I've been reloading the same dataset to the same database repeatedly (for the purpose of optimizing my data pipeline) and observed that the store size has been always growing. What is the reason of this and what can I do to release the space? I have an database admin role but do not have access to server configuration.
Thanks in advance.
Can you provide details of
a. what version of Neo4j?
b, how are you determining store size? A simple size of the OS directory? running
:sysinfo from the browser? from some jmx metric? or
Thanks for replying. I'm using Neo4j Enterprise server 4.2.5 and determined the store size from Neo4j Browser using :sysinfo
@sabrina.liu thanks for this detail. although there is not enough detail to know what
reloading the same dataset means but if it involves
deletes then you may have encountered Understanding Database Growth - Knowledge Base
You may also want to check if transaction logs are contributing to the size you're seeing. These build over time, I think the default is 7 days of tx logs. You can adjust the retention settings to keep logs for a lesser amount of time, or to keep only up to a certain limit.

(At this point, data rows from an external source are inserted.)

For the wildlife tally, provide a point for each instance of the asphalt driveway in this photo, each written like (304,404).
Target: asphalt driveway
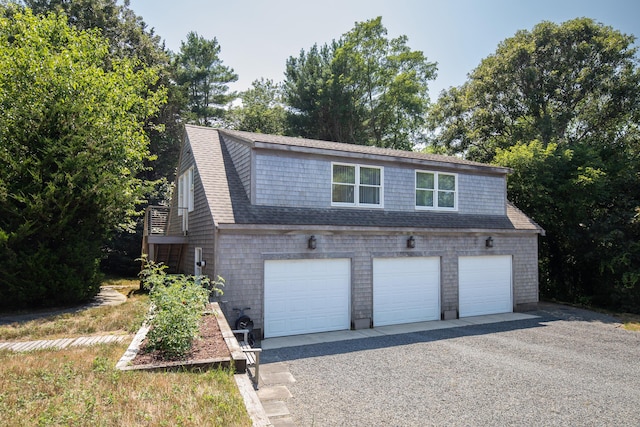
(566,367)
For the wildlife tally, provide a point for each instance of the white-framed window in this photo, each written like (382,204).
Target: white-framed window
(436,190)
(197,262)
(185,192)
(356,185)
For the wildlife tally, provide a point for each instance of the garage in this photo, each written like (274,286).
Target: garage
(484,285)
(306,296)
(406,290)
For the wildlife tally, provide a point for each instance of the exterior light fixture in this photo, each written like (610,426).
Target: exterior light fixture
(489,242)
(312,242)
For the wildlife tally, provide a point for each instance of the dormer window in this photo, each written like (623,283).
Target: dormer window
(356,185)
(436,190)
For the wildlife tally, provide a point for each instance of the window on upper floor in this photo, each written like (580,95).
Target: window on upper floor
(185,192)
(436,190)
(356,185)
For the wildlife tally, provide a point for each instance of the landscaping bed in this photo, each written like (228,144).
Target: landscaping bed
(215,347)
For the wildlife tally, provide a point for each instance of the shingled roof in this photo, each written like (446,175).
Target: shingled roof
(275,142)
(230,205)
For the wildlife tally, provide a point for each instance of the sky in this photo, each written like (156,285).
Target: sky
(257,36)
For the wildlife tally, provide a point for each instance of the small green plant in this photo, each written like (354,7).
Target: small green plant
(178,303)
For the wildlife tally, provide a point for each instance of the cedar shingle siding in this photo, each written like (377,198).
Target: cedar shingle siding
(259,197)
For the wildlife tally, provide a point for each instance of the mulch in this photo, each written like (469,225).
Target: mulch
(210,345)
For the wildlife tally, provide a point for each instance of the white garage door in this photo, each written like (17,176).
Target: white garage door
(306,296)
(406,290)
(485,285)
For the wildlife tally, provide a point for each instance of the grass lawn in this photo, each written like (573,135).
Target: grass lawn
(81,387)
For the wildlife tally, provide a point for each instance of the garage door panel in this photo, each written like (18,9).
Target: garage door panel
(306,296)
(406,290)
(485,285)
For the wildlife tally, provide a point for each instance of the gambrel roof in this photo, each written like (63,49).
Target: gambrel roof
(231,208)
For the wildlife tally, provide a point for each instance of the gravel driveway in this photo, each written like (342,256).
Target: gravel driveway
(569,367)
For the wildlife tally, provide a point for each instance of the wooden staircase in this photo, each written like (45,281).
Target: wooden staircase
(170,254)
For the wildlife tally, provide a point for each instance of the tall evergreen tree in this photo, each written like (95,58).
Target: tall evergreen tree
(262,109)
(364,89)
(204,79)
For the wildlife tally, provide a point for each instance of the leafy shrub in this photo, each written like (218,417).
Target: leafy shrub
(178,303)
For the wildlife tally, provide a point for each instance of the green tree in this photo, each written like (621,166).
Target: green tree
(262,109)
(72,143)
(561,105)
(204,79)
(129,37)
(363,89)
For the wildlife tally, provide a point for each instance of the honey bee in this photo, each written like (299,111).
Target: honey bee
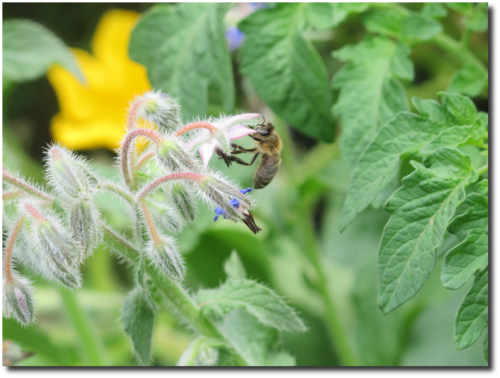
(268,143)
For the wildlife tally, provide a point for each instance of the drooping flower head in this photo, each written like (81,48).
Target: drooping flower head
(224,129)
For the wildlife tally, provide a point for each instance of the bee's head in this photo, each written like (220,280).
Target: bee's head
(265,129)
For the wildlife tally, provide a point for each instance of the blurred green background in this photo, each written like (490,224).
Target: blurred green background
(307,195)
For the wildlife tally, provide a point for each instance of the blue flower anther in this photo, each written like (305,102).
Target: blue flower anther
(219,211)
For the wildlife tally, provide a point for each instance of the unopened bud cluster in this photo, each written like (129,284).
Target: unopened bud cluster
(53,231)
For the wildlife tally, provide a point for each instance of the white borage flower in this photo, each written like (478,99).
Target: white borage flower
(155,107)
(67,172)
(17,298)
(165,257)
(223,129)
(50,238)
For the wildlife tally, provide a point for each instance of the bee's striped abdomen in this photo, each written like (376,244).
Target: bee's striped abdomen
(266,171)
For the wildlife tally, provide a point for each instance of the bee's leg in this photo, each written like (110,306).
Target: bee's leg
(240,161)
(239,149)
(255,138)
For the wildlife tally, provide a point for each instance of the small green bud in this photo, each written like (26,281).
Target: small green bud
(184,200)
(83,224)
(19,300)
(66,172)
(174,156)
(54,242)
(165,257)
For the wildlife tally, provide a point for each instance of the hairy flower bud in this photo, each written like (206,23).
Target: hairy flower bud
(201,352)
(219,192)
(174,156)
(183,199)
(66,172)
(83,223)
(165,257)
(165,214)
(155,107)
(18,300)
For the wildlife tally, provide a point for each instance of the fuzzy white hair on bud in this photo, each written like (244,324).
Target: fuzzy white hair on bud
(17,300)
(50,238)
(165,257)
(165,215)
(157,108)
(67,173)
(83,217)
(174,156)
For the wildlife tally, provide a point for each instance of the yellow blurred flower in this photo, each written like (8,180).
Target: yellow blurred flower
(94,115)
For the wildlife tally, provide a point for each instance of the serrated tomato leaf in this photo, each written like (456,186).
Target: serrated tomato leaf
(257,299)
(370,93)
(472,315)
(185,51)
(421,210)
(403,134)
(252,340)
(469,256)
(138,320)
(285,69)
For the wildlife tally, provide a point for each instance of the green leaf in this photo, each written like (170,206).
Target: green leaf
(385,22)
(285,69)
(421,210)
(464,7)
(370,94)
(418,27)
(479,20)
(29,49)
(233,267)
(469,256)
(469,80)
(482,187)
(413,27)
(434,9)
(254,341)
(472,315)
(259,300)
(453,137)
(138,320)
(485,345)
(461,107)
(31,339)
(185,51)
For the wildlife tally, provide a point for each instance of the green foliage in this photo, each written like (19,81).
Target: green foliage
(29,49)
(285,69)
(472,315)
(138,317)
(370,93)
(422,209)
(233,267)
(259,300)
(470,255)
(469,80)
(185,52)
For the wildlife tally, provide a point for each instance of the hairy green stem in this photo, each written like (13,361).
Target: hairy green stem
(174,292)
(482,170)
(336,328)
(91,345)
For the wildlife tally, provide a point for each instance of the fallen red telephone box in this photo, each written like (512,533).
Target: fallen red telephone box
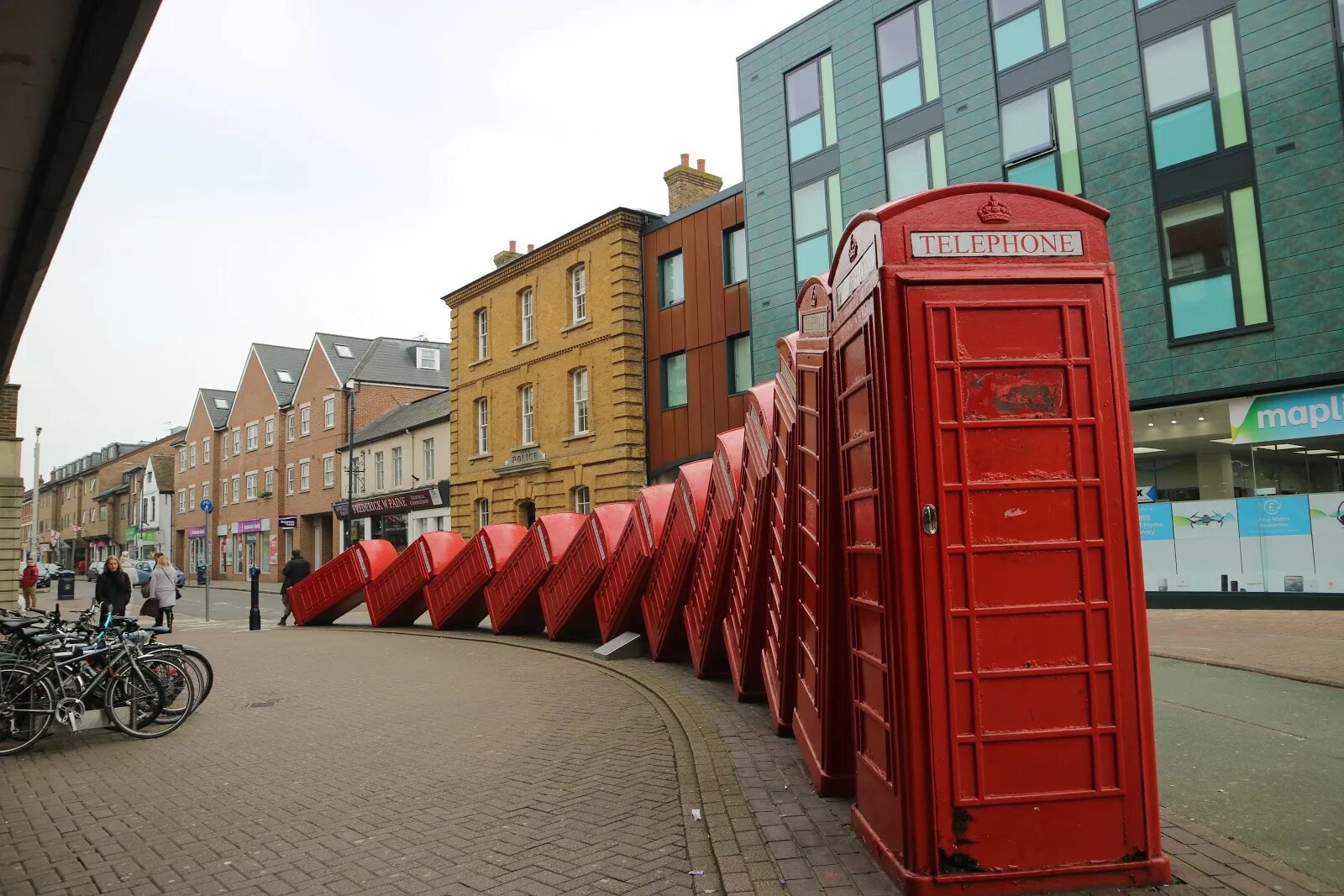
(709,597)
(777,661)
(456,597)
(338,586)
(617,600)
(669,578)
(568,594)
(512,594)
(823,712)
(396,597)
(749,580)
(992,564)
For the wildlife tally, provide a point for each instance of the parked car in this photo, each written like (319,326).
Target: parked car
(147,567)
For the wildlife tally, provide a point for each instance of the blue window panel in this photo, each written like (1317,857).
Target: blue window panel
(1039,172)
(1184,134)
(900,94)
(812,257)
(806,137)
(1019,40)
(1202,307)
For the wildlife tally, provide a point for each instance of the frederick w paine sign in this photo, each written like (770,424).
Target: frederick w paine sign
(1288,416)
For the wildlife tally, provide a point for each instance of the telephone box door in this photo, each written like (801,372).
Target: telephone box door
(1026,578)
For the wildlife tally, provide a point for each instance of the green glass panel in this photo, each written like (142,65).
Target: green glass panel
(927,51)
(900,93)
(1019,40)
(1054,22)
(812,257)
(1038,170)
(1202,307)
(833,203)
(1184,134)
(1066,132)
(1231,107)
(937,160)
(1249,266)
(806,139)
(828,102)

The growth is transaction logs. They will rotate out and delete according to the transaction log rotation policy in the neo configs. Transaction logs contain the data you’re sending in the database. So even if you are throwing the same data at it to test cypher or changing dates to ingest large amounts of data, the tx logs will grow. But rotation policy will prune out the logs based on the set schedule. And the DB size or Hdd usage will go down.